De moeder verzoekt de vader niet-ontvankelijk te verklaren in zijn verzoek, dan wel zijn verzoek af te wijzen.
Beoordeling
Het Haagse Verdrag heeft - voor zover hier van belang - tot doel de onmiddellijke terugkeer te verzekeren van kinderen die ongeoorloofd zijn overgebracht of worden vastgehouden in een Verdragsluitende staat. Het Haagse Verdrag beoogt hiermee een zo snel mogelijk herstel van de situatie waarin het kind zich bevond direct voorafgaand aan de ontvoering of vasthouding. Een snel herstel van de aan de ontvoering of vasthouding voorafgaande situatie wordt geacht de schadelijke gevolgen hiervan voor het kind te beperken.

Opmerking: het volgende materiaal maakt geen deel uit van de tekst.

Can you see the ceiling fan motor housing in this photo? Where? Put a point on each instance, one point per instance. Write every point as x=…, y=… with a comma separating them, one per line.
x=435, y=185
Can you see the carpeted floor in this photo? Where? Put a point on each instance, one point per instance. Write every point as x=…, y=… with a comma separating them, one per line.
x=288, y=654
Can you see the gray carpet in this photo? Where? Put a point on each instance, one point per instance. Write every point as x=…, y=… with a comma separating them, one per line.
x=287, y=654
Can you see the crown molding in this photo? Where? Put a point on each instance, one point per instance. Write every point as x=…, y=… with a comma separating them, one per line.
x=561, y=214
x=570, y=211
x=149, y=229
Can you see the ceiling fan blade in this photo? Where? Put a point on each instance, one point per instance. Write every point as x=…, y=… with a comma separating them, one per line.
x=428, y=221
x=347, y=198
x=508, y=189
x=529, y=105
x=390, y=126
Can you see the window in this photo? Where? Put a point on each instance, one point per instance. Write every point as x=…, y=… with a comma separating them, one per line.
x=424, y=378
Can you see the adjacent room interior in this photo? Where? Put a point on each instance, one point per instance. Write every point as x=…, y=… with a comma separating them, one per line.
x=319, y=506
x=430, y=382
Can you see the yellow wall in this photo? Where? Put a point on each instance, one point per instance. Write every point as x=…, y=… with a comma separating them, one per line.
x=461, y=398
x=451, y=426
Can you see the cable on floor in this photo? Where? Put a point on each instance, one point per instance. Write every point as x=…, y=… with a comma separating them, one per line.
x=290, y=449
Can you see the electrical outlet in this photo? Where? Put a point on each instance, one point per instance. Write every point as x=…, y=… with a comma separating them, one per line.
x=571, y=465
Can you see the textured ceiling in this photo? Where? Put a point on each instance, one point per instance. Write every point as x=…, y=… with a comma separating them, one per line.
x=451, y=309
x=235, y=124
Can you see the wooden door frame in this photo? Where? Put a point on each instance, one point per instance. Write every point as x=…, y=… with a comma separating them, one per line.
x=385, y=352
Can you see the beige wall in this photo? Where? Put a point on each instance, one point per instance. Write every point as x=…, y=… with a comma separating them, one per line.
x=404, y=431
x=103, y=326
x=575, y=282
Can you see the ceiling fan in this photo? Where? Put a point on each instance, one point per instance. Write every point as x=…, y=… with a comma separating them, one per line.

Er is sprake van ongeoorloofde overbrenging of ongeoorloofde vasthouding in de zin van het Haagse Verdrag wanneer de overbrenging of het niet doen terugkeren geschiedt in strijd met een gezagsrecht ingevolge het recht van de staat waarin het kind onmiddellijk voor zijn overbrenging of vasthouding zijn gewone verblijfplaats had en dit recht alleen of gezamenlijk werd uitgeoefend op het tijdstip van het overbrengen of niet doen terugkeren, dan wel zou zijn uitgeoefend indien een zodanige gebeurtenis niet had plaatsgevonden (artikel 3 van het Haagse Verdrag).
Ongeoorloofd achterhouden in de zin van artikel 3 van het Haagse Verdrag
Niet in geschil is dat de minderjarigen ten tijde van hun achterhouding in Nederland hun gewone verblijfplaats in Italië hadden.
Nu de minderjarigen ten tijde van hun achterhouding in Nederland hun gewone verblijfplaats in Italië hadden, was ten tijde van die achterhouding het Italiaanse recht van toepassing op het gezag. De rechtbank ziet zich derhalve voor de vraag gesteld of de achterhouding al dan niet heeft plaatsgevonden in strijd met het Italiaanse gezagsrecht.
De moeder betwist dat sprake is van een door de Italiaanse staat erkend huwelijk op grond waarvan gezamenlijk gezag over de minderjarigen is ontstaan. Zij stelt dat zij nimmer met de vader voor de Italiaanse burgerlijke stand is gehuwd. Er is ook geen officiële huwelijksakte.
De vader betoogt dat het tussen de ouders volgens Islamitische rituelen gesloten huwelijk wel degelijk in Italië wordt erkend en dat de moeder en de vader mede gelet daarop belast zijn met het gezamenlijk gezag over de minderjarigen. Hij verwijst in dit verband naar de door de Italiaanse autoriteiten afgegeven verklaring als bedoeld in artikel 15 van het Haagse Verdrag en een verklaring van de 'Municipal Court' van [plaatsnaam] van 2 februari 1998.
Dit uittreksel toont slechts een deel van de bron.